Listen on Google Play Music

10 in 2 - Week of June 12th - An Amputated Flatworm Fragment

10 news stories from the week that think are important, interesting, or crazy, provided in about 2 minutes with links to the full stories found on our website.


...so here we go:


  1. This week a judge ruled that the environmental survey approving the Dakota Access Pipeline was inadequate: In what’s being hailed a ‘significant victory’ for the pipeline’s opponents, a judge said he would consider whether operations must halt until assessment is redone. (Earth Justice)

  2. New York City will spend over $100 million on green rooftops and tree planting in an attempt to combat extreme heat in the city. Mayor de Blasio said “This is a question of equity; hotter summers, exacerbated by climate change, are a threat that falls disproportionately on communities of color and the elderly." (Gothamist)

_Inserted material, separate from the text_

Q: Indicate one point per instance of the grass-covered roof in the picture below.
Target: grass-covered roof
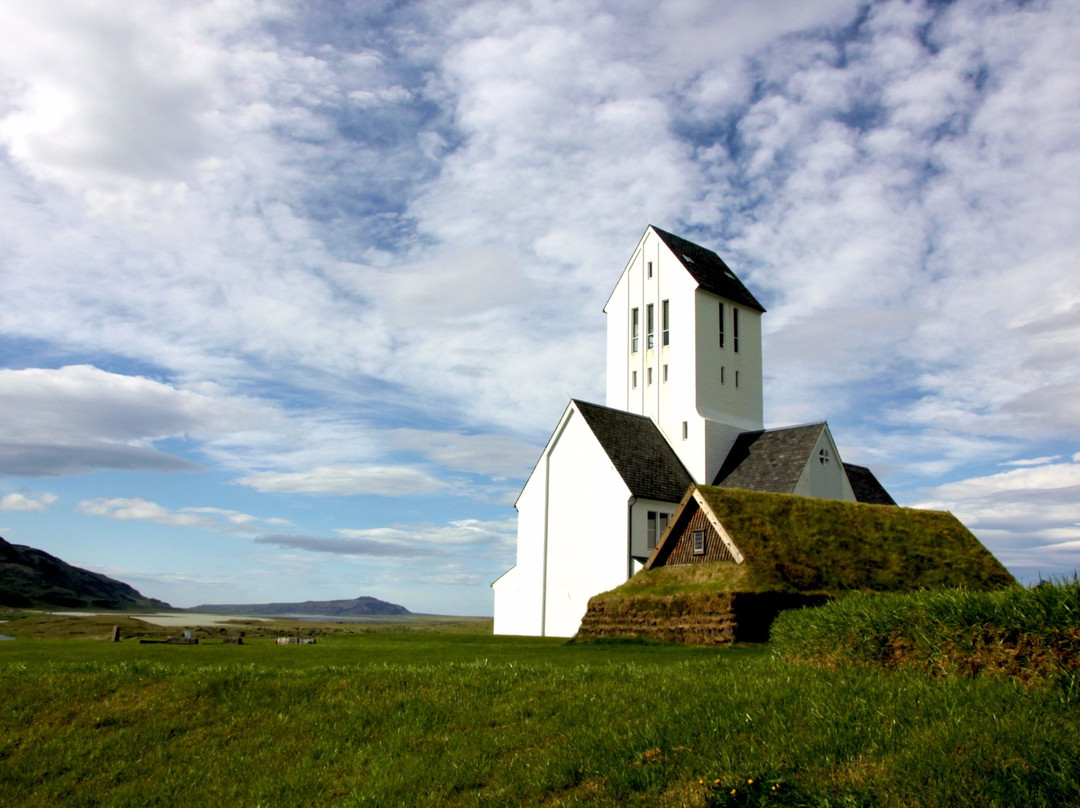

  3. The ongoing water crisis in Flint has led to some manslaughter charges for a few of those involved. This has enormous implications for how environmental justice is served. Let’s all hope that this starts a trend towards holding those in power accountable for negligence in other underserved communities. (Vice)

  4. Brooklyn’s latest craze: making your own electric grid. Using blockchain, the same technology that makes Bitcoin possible, neighbors are buying and selling renewable energy to each other. It’s a very significant step up from cronuts. (Politico)

  5. An Artificial Intelligence developed its own non-human language. When Facebook designed chatbots to negotiate with one another, the bots made up their own way of communicating. (The Atlantic)

  6. A.I. will create more jobs that can’t be filled, not mass unemployment, says Alphabet’s Eric Schmidt. Clearly one of the new jobs it will create will be translating all the non-human communications. (CNBC)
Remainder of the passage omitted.